Telling My Story. Chapter Twenty Three. Part Two of Two. May 2017 – May 2018.

Why I thought I could  tell this part of my story in just one post it’s not possible….

There was more I wanted to add to Telling My Story even though I posted a great deal about the topics contained within this post I am adding links back to those posts as I see applicable.

December 2017.

Always a month of some excitement and anticipation, this one was as well but with added events. Our eldest granddaughter was having her 21st Birthday as a family & friends picnic lunch in a lovely park and I was determined to attend. It would be my first big function for at least 2-3 years.

But before that, there was a trip back to my surgeon for another check post the 2nd surgery in November, and more. I finished my teaching connections(already had in reality) with end of membership of N.S.W. Teachers Federation.

Our daughter graduated from her Master of Education course at CSU and attended with her offspring and wore the same cloak I did for my Masters of Education.

I visited my father before Christmas to catch up and knowing me, left him some frozen meals and treats.

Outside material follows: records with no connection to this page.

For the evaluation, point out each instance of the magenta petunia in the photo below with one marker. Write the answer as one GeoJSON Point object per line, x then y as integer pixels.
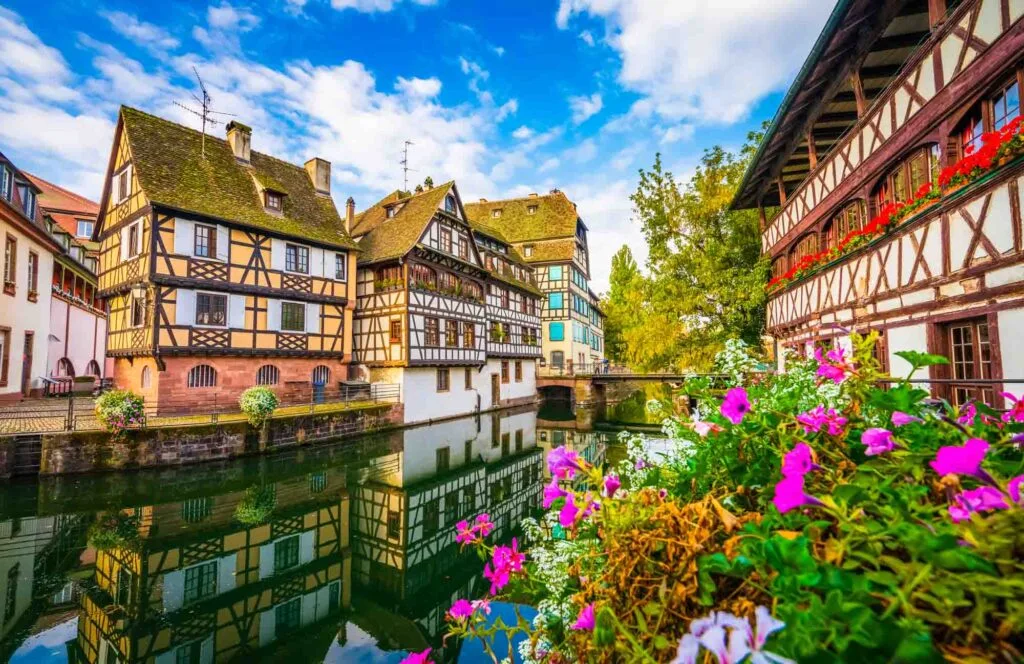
{"type": "Point", "coordinates": [735, 405]}
{"type": "Point", "coordinates": [586, 620]}
{"type": "Point", "coordinates": [965, 459]}
{"type": "Point", "coordinates": [799, 461]}
{"type": "Point", "coordinates": [878, 441]}
{"type": "Point", "coordinates": [790, 494]}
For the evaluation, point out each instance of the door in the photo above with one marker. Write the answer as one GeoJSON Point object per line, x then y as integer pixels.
{"type": "Point", "coordinates": [27, 363]}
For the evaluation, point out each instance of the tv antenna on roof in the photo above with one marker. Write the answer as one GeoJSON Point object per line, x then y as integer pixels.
{"type": "Point", "coordinates": [404, 166]}
{"type": "Point", "coordinates": [206, 110]}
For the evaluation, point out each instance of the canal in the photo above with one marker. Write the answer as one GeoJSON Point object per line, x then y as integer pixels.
{"type": "Point", "coordinates": [340, 552]}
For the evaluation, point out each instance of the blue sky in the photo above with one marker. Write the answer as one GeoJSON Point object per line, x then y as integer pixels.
{"type": "Point", "coordinates": [505, 97]}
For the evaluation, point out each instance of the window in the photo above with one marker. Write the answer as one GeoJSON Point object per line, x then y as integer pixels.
{"type": "Point", "coordinates": [84, 229]}
{"type": "Point", "coordinates": [393, 524]}
{"type": "Point", "coordinates": [133, 241]}
{"type": "Point", "coordinates": [430, 331]}
{"type": "Point", "coordinates": [267, 375]}
{"type": "Point", "coordinates": [201, 581]}
{"type": "Point", "coordinates": [452, 333]}
{"type": "Point", "coordinates": [9, 264]}
{"type": "Point", "coordinates": [286, 553]}
{"type": "Point", "coordinates": [211, 309]}
{"type": "Point", "coordinates": [202, 376]}
{"type": "Point", "coordinates": [293, 317]}
{"type": "Point", "coordinates": [206, 242]}
{"type": "Point", "coordinates": [297, 258]}
{"type": "Point", "coordinates": [33, 273]}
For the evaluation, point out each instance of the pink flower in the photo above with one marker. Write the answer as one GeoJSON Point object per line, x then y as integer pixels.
{"type": "Point", "coordinates": [553, 492]}
{"type": "Point", "coordinates": [976, 500]}
{"type": "Point", "coordinates": [417, 658]}
{"type": "Point", "coordinates": [1015, 414]}
{"type": "Point", "coordinates": [735, 405]}
{"type": "Point", "coordinates": [878, 441]}
{"type": "Point", "coordinates": [902, 419]}
{"type": "Point", "coordinates": [790, 494]}
{"type": "Point", "coordinates": [611, 485]}
{"type": "Point", "coordinates": [1014, 488]}
{"type": "Point", "coordinates": [964, 459]}
{"type": "Point", "coordinates": [586, 619]}
{"type": "Point", "coordinates": [799, 461]}
{"type": "Point", "coordinates": [461, 610]}
{"type": "Point", "coordinates": [563, 462]}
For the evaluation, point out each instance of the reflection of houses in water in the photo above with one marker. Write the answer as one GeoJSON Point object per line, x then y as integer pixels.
{"type": "Point", "coordinates": [198, 586]}
{"type": "Point", "coordinates": [35, 553]}
{"type": "Point", "coordinates": [404, 552]}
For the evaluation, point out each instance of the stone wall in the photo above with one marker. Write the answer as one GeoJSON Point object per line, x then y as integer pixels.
{"type": "Point", "coordinates": [69, 453]}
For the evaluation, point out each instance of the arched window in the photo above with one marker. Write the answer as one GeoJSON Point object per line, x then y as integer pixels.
{"type": "Point", "coordinates": [202, 376]}
{"type": "Point", "coordinates": [322, 375]}
{"type": "Point", "coordinates": [805, 247]}
{"type": "Point", "coordinates": [267, 375]}
{"type": "Point", "coordinates": [903, 180]}
{"type": "Point", "coordinates": [423, 277]}
{"type": "Point", "coordinates": [849, 218]}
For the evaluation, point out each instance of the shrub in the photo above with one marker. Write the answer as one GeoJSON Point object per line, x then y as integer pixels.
{"type": "Point", "coordinates": [119, 410]}
{"type": "Point", "coordinates": [258, 404]}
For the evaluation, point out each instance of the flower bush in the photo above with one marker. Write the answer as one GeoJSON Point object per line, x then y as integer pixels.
{"type": "Point", "coordinates": [875, 525]}
{"type": "Point", "coordinates": [258, 404]}
{"type": "Point", "coordinates": [119, 410]}
{"type": "Point", "coordinates": [996, 147]}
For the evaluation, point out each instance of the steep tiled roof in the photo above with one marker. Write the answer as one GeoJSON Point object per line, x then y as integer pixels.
{"type": "Point", "coordinates": [555, 217]}
{"type": "Point", "coordinates": [385, 239]}
{"type": "Point", "coordinates": [172, 171]}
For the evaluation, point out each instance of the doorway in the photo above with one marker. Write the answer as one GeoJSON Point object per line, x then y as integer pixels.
{"type": "Point", "coordinates": [27, 363]}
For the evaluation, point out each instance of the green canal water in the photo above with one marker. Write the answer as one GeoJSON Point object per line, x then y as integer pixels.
{"type": "Point", "coordinates": [340, 552]}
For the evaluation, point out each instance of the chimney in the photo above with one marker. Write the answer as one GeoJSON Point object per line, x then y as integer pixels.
{"type": "Point", "coordinates": [240, 137]}
{"type": "Point", "coordinates": [320, 173]}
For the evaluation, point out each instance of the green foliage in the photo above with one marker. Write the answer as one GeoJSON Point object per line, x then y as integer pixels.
{"type": "Point", "coordinates": [258, 404]}
{"type": "Point", "coordinates": [119, 410]}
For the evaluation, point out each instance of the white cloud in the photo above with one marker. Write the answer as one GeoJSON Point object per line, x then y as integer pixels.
{"type": "Point", "coordinates": [585, 108]}
{"type": "Point", "coordinates": [418, 87]}
{"type": "Point", "coordinates": [708, 66]}
{"type": "Point", "coordinates": [145, 35]}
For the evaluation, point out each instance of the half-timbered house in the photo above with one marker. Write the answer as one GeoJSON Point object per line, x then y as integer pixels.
{"type": "Point", "coordinates": [551, 237]}
{"type": "Point", "coordinates": [894, 93]}
{"type": "Point", "coordinates": [223, 267]}
{"type": "Point", "coordinates": [421, 319]}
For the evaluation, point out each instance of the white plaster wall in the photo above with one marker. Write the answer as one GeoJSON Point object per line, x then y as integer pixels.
{"type": "Point", "coordinates": [1010, 324]}
{"type": "Point", "coordinates": [22, 316]}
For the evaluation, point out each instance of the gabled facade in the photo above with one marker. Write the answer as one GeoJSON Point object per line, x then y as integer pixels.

I became more creative with my eating…remember no upper teeth and just 8 on the bottom…but see the summer lunch picture, I could get it all down over time. The secret still for me (and many with head and neck cancer) is to have slippery, wet items to help foods mix better to swallow and to have water on hand.

Dressing with purpose each day continued and gave me a focus on looking good and feeling better within myself. I always went somewhere for a coffee. Sometimes I had something to eat that I could manage in tiny pieces. Two of these cafes I still visit now and they were so kind to me back then.

Going Out Each Day Was (still is!) So Important.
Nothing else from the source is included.